Personality, reality or just a continuing set of short-lived illusions?
I went to and fro, from city to city, this weekend, rendezvousing with different friends and meeting new people. What struck me was how the people we interact with come to build up an impression of us. Furthermore, how easily one can change their personality to influence this and how often they do.
The fleeting traits that one adopts, which can be said to cumulatively create our personality, take form from a multitude of influences. Some of these I would say include;
- the social norms, boundaries and expectations of the addressee/s
- the prior relationship you have with the addressee/s e.g. when you meet someone for the first time contrasted with a long time friend
- Our spatial/psychosocial environment
- Our aims and purpose of the interaction
- The number of people that are being addressed
- the activity one is under-taking, personally speaking there are mindsets for every occasion, a professional demeanor for work, wild for weekends, and somnolent for Sundays.
As highlighted, there is no shortage of pressure on you as a person to react in a fitting and responsive manner to everyday situations. The fact that society continues to thrive and grow pays homage the very fact that, as humans, we do this very well. I want to say that our illusionary expertise has even deceived ourselves to a certain degree in the fact that we think we have personality.

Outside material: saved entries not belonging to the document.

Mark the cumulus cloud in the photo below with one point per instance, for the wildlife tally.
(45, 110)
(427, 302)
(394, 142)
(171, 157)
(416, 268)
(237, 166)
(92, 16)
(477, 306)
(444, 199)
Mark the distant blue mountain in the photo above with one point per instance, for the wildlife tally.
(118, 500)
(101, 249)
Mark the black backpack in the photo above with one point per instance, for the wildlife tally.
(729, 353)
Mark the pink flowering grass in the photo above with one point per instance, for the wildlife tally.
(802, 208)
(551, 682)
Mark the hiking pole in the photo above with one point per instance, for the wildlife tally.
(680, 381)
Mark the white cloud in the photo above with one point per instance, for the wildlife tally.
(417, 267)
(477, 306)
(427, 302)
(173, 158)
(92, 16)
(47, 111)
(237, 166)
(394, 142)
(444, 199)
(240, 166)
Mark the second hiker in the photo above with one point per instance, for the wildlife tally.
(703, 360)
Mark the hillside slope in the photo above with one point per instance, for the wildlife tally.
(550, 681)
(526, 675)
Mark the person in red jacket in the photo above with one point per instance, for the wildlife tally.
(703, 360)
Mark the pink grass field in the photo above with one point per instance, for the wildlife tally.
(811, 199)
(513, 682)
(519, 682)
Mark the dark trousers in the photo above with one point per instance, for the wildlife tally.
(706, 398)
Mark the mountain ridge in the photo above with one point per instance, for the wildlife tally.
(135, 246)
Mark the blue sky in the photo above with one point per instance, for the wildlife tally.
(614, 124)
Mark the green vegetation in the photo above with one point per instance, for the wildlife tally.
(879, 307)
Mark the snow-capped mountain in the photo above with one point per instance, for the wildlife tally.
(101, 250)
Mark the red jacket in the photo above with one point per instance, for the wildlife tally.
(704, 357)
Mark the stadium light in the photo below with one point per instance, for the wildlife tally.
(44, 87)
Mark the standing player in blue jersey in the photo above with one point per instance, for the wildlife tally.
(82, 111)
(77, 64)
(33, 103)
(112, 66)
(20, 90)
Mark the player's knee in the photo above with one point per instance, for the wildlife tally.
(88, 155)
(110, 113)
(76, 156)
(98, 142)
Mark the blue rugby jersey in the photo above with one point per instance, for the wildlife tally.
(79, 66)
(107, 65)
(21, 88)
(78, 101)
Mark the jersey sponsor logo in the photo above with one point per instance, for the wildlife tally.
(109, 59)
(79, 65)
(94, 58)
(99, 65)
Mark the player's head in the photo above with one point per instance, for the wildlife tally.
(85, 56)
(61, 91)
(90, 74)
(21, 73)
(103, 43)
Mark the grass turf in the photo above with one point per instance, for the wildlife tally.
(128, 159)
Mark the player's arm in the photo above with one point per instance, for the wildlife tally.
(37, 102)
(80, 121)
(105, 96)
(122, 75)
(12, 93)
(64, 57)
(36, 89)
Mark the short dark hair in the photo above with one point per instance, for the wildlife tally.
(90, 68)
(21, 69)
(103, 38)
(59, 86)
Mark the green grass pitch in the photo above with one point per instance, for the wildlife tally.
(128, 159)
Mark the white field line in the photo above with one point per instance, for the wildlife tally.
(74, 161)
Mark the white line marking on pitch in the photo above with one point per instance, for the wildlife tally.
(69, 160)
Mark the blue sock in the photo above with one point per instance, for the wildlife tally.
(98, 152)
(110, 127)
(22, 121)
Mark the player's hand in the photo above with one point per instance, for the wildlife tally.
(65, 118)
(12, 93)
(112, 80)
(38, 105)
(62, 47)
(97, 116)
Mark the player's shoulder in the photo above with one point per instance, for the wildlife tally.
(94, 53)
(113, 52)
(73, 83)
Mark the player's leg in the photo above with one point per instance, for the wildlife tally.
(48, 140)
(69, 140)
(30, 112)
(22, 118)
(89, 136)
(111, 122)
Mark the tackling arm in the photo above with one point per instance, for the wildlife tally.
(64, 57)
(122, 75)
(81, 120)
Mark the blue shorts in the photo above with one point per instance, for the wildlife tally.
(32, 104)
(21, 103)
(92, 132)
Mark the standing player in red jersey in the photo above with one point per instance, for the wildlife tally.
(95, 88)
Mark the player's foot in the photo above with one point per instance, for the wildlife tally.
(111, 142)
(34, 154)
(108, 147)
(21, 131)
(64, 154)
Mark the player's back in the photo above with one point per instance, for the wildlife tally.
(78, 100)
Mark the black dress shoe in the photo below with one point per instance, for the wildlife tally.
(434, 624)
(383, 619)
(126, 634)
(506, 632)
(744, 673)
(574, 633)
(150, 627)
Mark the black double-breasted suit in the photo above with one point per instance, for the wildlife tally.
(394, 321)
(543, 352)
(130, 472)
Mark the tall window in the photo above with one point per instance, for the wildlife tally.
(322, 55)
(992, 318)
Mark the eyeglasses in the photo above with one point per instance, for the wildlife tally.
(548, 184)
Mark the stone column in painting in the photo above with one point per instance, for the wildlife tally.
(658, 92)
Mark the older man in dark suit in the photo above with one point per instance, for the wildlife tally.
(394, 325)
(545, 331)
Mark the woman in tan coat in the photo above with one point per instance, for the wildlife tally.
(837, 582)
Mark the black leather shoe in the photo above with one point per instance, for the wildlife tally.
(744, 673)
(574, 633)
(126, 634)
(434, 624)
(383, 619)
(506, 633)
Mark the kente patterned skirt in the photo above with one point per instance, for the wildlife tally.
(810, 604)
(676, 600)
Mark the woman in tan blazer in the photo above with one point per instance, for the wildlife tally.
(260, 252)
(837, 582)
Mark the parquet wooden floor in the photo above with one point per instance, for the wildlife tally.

The common lack of continuity coupled with the ease at which we can switch up our character made me think about myself. Just as a chameleon changes it's colour we can readjust how we act in a heart beat but which are the chameleon's true colours? Is it the case that ones true character is composed of the features which they exhibit for the majority of a set period of time.
Could it be the case that when alone, paradoxically, is the only time we show true character. Any other state of mind being merely a deviation from the baseline of you. Is personality just an adaptive mechanism to group living and social interaction? If this were to be true then without society we would not have personality. Could we all be exhibiting multiple personalities rather than having one?
We may not have an inherent personality at all, there could be no psychological you. Materialism and scientific discovery would point you in this direction. Personality being illusionary in the sense that we are driven by primitive desires/chemical interactions and our personalities are just an adaption to help us get what we instinctively desire, rather than outward showings of our character and moral nature.
I'm not going to labour these points too much. I would much rather reflect on the knowledge that anyone can be who ever we want to be on a whim. Whilst being able to do so to a degree that is capable of fooling you and those around you. I feel that the more flexible the personality to it's external environment ultimately the more success they will enjoy and more importantly the more experiences they will have the pleasure of calling their own.